I'm trying to import a large size of JSON FILE from Amazon S3 into AWS RDS-PostgreSQL using Python. But, these errors occured,
Traceback (most recent call last):
File "my_code.py", line 67, in
file_content = obj['Body'].read().decode('utf-8').splitlines(True)
File "/home/user/asd-to-qwe/fgh-to-hjk/env/local/lib/python3.6/site-packages/botocore/response.py", line 76, in read
chunk = self._raw_stream.read(amt)
File "/home/user/asd-to-qwe/fgh-to-hjk/env/local/lib/python3.6/site-packages/botocore/vendored/requests/packages/urllib3/response.py", line 239, in read
data = self._fp.read()
File "/usr/lib64/python3.6/http/client.py", line 462, in read
s = self._safe_read(self.length)
File "/usr/lib64/python3.6/http/client.py", line 617, in _safe_read
return b"".join(s)
MemoryError
// my_code.py
import sys
import boto3
import psycopg2
import zipfile
import io
import json
s3 = boto3.client('s3', aws_access_key_id=<aws_access_key_id>, aws_secret_access_key=<aws_secret_access_key>)

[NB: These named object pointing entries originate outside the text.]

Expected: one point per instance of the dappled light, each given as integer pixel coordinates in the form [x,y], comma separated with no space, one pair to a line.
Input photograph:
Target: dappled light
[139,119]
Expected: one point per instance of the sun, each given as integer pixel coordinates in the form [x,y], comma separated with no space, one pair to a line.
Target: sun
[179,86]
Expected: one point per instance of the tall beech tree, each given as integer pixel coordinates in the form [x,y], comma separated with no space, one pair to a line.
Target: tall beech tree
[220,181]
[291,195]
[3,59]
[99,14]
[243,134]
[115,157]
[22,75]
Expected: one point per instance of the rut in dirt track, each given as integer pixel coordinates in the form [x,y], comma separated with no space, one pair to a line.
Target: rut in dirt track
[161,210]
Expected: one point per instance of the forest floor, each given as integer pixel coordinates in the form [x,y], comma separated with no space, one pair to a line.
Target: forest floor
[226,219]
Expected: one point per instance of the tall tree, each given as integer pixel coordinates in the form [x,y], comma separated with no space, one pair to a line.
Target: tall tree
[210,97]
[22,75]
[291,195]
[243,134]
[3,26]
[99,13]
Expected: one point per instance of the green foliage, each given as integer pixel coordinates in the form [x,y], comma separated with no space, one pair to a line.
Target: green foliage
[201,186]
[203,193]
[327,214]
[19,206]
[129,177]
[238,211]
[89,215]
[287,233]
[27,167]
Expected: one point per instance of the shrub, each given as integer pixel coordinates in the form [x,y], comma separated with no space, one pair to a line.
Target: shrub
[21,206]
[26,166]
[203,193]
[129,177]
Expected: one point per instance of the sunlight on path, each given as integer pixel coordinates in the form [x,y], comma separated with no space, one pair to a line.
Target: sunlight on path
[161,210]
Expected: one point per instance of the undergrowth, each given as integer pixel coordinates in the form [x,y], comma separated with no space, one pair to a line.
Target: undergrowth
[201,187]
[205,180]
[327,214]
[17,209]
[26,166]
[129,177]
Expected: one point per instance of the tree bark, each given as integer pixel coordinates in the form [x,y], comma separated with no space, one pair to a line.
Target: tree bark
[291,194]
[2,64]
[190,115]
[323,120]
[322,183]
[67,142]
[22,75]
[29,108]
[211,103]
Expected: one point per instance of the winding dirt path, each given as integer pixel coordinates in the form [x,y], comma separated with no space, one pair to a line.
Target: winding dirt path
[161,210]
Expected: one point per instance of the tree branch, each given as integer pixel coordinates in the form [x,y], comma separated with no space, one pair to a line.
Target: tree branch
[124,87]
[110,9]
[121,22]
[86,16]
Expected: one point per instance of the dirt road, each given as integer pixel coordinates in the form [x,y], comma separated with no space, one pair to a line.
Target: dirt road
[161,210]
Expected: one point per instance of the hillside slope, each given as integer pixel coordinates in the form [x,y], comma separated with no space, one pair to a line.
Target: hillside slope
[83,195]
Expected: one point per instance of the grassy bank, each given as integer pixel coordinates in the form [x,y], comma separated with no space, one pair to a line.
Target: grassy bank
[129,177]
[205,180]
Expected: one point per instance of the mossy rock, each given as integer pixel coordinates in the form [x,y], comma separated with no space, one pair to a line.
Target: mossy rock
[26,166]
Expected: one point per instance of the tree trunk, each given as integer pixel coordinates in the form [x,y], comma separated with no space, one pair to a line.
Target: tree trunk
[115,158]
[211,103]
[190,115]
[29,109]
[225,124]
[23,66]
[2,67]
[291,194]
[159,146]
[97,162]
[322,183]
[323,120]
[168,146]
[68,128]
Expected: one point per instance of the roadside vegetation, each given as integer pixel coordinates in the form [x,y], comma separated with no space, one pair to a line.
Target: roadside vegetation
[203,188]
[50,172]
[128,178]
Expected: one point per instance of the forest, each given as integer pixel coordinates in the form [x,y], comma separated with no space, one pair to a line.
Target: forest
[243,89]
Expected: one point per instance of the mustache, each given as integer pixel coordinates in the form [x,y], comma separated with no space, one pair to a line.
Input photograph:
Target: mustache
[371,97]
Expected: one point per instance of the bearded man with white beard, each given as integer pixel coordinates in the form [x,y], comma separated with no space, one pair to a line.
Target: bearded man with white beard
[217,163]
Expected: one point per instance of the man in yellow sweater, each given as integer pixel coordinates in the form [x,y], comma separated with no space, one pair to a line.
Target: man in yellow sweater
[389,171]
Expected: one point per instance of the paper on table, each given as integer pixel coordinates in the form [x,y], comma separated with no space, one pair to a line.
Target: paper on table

connection = psycopg2.connect(host=<host>, dbname=<dbname>, user=<user>, password=<password>)
cursor = connection.cursor()
bucket = sys.argv[1]
key = sys.argv[2]
obj = s3.get_object(Bucket=bucket, Key=key)
def insert_query(data):
query = """
INSERT INTO data_table
SELECT
(src.test->>'url')::varchar, (src.test->>'id')::bigint,
(src.test->>'external_id')::bigint, (src.test->>'via')::jsonb
FROM (SELECT CAST(%s AS JSONB) AS test) src
"""
cursor.execute(query, (json.dumps(data),))
if key.endswith('.zip'):
zip_files = obj['Body'].read()
with io.BytesIO(zip_files) as zf:
zf.seek(0)
with zipfile.ZipFile(zf, mode='r') as z:
for filename in z.namelist():
with z.open(filename) as f:
for line in f:
insert_query(json.loads(line.decode('utf-8')))
if key.endswith('.json'):
file_content = obj['Body'].read().decode('utf-8').splitlines(True)
for line in file_content:
insert_query(json.loads(line))
connection.commit()
connection.close()
Are there any solutions to these problems? Any help would do, thank you so much!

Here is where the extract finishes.